Binary segmentation examples

In this vignette we explore the differences in asymptotic time complexity between different implementations of binary segmentation.

Asymptotic time/memory measurement of different R expressions

The code below uses the following arguments:

N is a numeric vector of data sizes,
setup is an R expression to create the data,
the other arguments have names to identify them in the results, and values which are R expressions to time,

library(data.table)
atime.list <- atime::atime(
  N=2^seq(2, 20),
  setup={
    max.segs <- as.integer(N/2)
    max.changes <- max.segs-1L
    set.seed(1)
    data.vec <- 1:N
  },
  "changepoint::cpt.mean"={
    cpt.fit <- changepoint::cpt.mean(data.vec, method="BinSeg", Q=max.changes)
    sort(c(N,cpt.fit@cpts.full[max.changes,]))
  },
  "binsegRcpp::binseg_normal"={
    binseg.fit <- binsegRcpp::binseg_normal(data.vec, max.segs)
    sort(binseg.fit$splits$end)
  },
  "fpop::multiBinSeg"={
    mbs.fit <- fpop::multiBinSeg(data.vec, max.changes)
    sort(c(mbs.fit$t.est, N))
  },
  "wbs::sbs"={
    wbs.fit <- wbs::sbs(data.vec)
    split.dt <- data.table(wbs.fit$res)[order(-min.th, scale)]
    sort(split.dt[, c(N, cpt)][1:max.segs])
  },
  binsegRcpp.list={
    binseg.fit <- binsegRcpp::binseg(
      "mean_norm", data.vec, max.segs, container.str="list")
    sort(binseg.fit$splits$end)
  },
  ##seconds.limit=0.1,
  times=5)
plot(atime.list)

plot of chunk unnamed-chunk-1

The default plot method creates a log-log plot of median time vs data size, for each of the specified R expressions. You can use references_best to get a tall/long data table that can be plotted to show both empirical time and memory complexity:

best.list <- atime::references_best(atime.list)
if(require(ggplot2)){
  hline.df <- with(atime.list, data.frame(seconds.limit, unit="seconds"))
  gg.both <- ggplot()+
    theme_bw()+
    facet_grid(unit ~ ., scales="free")+
    geom_hline(aes(
      yintercept=seconds.limit),
      color="grey",
      data=hline.df)+
    geom_line(aes(
      N, empirical, color=expr.name),
      data=best.list$meas)+
    geom_ribbon(aes(
      N, ymin=min, ymax=max, fill=expr.name),
      data=best.list$meas[unit=="seconds"],
      alpha=0.5)+
    scale_x_log10()+
    scale_y_log10("median line, min/max band")
  if(require(directlabels)){
    gg.both+
      directlabels::geom_dl(aes(
        N, empirical, color=expr.name, label=expr.name),
        method="right.polygons",
        data=best.list$meas)+
      theme(legend.position="none")+
      coord_cartesian(xlim=c(1,2e7))
  }else{
    gg.both
  }
}
#> Warning: Transformation introduced infinite values in continuous y-axis
#> Transformation introduced infinite values in continuous y-axis

plot of chunk unnamed-chunk-2

The plots above show some speed differences between binary segmentation algorithms, but they could be even easier to see for larger data sizes (exercise for the reader: try modifying the N and seconds.limit arguments). You can also see that memory usage is much larger for changepoint than for the other packages.
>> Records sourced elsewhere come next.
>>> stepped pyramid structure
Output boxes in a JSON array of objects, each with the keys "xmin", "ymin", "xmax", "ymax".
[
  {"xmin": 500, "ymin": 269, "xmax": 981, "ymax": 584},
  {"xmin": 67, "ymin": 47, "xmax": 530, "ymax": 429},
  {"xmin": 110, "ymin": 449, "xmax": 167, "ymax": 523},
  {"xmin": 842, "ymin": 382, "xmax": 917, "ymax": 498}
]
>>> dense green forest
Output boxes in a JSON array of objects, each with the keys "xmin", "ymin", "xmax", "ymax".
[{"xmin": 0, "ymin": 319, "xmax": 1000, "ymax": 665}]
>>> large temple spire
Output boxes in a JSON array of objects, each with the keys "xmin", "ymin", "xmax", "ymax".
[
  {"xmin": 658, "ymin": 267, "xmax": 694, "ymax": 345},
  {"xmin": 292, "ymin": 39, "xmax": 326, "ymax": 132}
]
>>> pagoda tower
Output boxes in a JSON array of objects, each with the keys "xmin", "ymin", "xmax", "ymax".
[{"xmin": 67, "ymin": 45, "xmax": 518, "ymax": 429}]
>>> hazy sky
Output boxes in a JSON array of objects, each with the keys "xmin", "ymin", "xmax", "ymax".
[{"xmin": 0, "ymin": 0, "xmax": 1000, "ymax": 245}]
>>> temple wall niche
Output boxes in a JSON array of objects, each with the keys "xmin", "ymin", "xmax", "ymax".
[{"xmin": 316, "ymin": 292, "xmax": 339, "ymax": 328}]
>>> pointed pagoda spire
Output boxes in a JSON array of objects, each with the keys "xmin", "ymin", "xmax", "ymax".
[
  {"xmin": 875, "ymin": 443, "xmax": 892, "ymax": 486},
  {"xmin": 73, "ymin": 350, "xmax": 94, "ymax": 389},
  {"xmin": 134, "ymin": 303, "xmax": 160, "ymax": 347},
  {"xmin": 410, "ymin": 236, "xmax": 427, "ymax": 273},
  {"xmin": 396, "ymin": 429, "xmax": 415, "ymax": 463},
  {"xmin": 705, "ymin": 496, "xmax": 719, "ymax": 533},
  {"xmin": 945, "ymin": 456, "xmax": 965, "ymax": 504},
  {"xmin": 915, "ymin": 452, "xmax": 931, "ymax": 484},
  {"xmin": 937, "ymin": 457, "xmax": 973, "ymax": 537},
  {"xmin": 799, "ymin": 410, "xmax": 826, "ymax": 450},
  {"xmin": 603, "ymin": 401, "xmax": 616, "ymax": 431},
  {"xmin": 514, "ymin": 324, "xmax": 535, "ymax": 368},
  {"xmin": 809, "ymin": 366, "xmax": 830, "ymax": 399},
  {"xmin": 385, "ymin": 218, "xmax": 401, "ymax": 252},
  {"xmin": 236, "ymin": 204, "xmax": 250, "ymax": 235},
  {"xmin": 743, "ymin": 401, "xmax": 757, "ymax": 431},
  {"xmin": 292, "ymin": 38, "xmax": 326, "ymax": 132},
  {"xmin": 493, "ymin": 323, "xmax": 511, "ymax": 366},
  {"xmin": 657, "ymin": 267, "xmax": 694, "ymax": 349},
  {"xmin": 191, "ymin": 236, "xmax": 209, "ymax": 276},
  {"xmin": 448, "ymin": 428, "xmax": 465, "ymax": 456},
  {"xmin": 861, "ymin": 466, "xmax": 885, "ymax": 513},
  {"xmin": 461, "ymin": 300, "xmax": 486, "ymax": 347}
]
Closest asymptotic references

You can use code like below to compute asymptotic references which are best fit for each expression. We do the best fit by adjusting each reference to the largest N, and then ranking each reference by distance to the measurement of the second to largest N. The code below uses each.sign.rank==1 to compute the closest reference above and below,

best.refs <- best.list$ref[each.sign.rank==1]
time.refs <- best.refs[unit=="seconds"]

Then you can plot these references with the empirical data using the ggplot code below,

ref.color <- "red"
if(require(ggplot2)){
  gg <- ggplot()+
    geom_line(aes(
      N, reference, group=fun.name),
      color=ref.color,
      data=time.refs)+
    geom_line(aes(
      N, empirical),
      size=1,
      data=best.list$meas[unit=="seconds"])+
    scale_x_log10()+
    scale_y_log10("median line, min/max band")+
    facet_wrap("expr.name")+
    theme_bw()
  if(require(directlabels)){
    gg+
      directlabels::geom_dl(aes(
        N, reference, label=fun.name),
        data=time.refs,
        color=ref.color,
        method="bottom.polygons")
  }else{
    gg
  }
}

plot of chunk unnamed-chunk-4

Custom asymptotic references

If you have one or more expected time complexity classes that you want to compare with your empirical measurements, you can use the fun.list argument:

my.refs <- list(
  "N \\log N"=function(N)log10(N) + log10(log(N)),
  "N^2"=function(N)2*log10(N),
  "N^3"=function(N)3*log10(N))
my.best <- atime::references_best(atime.list, fun.list=my.refs)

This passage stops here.